My VCP 5 Exam Experience

December 5, 2011 in vHersey, VMware

This morning I sat for and PASSED the VMware Certified Professional Exam on vSphere 5 (VCP510). If I had to sum up the VCP 5 Exam in a single word that word would be tough.

There was a small issue with the test center not having the environment ready for my scheduled exam time. Took them about 45 minutes to get things squared away. This increased the anxiety associated with taking the test a bit but once they worked the problem out with the system everything went OK. I was able to calm myself down once I was seated in front of the testing workstation.

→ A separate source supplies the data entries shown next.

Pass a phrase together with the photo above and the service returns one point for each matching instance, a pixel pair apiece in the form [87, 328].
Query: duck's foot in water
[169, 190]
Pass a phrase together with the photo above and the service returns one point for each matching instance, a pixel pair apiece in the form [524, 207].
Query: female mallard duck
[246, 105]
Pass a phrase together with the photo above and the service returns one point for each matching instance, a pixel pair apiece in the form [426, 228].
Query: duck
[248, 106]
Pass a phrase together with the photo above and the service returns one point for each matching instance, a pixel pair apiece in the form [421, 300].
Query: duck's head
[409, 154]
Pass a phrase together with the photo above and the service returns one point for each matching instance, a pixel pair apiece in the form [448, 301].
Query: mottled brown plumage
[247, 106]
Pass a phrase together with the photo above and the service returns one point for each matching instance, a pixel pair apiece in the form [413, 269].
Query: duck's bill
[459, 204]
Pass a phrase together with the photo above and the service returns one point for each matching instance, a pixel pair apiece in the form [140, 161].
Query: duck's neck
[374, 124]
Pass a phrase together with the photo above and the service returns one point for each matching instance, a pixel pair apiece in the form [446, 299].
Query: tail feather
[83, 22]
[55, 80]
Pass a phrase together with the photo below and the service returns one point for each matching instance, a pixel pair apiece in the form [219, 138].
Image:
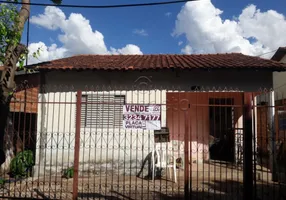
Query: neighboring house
[167, 80]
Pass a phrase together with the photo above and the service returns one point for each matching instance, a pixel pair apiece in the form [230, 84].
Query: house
[193, 99]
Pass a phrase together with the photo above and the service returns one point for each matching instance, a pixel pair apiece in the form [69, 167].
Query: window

The exam was fairly difficult (tough), much more so than the VCP 4, but I really really enjoyed it. Of course because of the NDA I cannot reveal any specific questions but a lot of the questions were almost like lab set ups. You have this, this, and this and you need it to do this. What is the first thing you should do or why is this not working? Yes there were also some general product knowledge type questions but a lot more of the questions seemed to have you thinking through a configuration or problem.

There are a lot of great study resources on the web and I have listed a few of my favorites with some of my notes on my VCP5 Study page. The Mastering vSphere 5 book by Scott Lowe and the vSphere 5 Clustering Deep Dive by Frank Denneman and Duncan Epping
were also very useful resources. I have to say the best resources for preparing for this exam were my home lab and the hands-on experience from upgrading a production vSphere environment from 4.x to 5.

My home lab is a simple environment built on VMware Workstation 8 with 2 ESXi 5 host and the vCenter Virtual Appliance. This set up was enough to work through just about everything in the VCP5 Blueprint.

I think it is pretty fair to say that if you attempt the VCP 5 exam without at least some hands-on experience you are probably not going to do very well unless you are just extremely lucky.

As with the VCP4 and the VCAP-DCA exams I wish the VMware exams would give you some idea of your strengths and weaknesses. Similar to the way EMC did with the ISA exam. I know the reasoning for not providing the questions you missed but being able to see what blue print objectives you scored weakest in would do a lot to help someone as they continue to work with the product.

I think the best advice I can give anyone who is planning to take the VCP 5 exam is to download the VCP 5 Exam Blueprint, set up a lab environment, and start working through the blueprint objectives.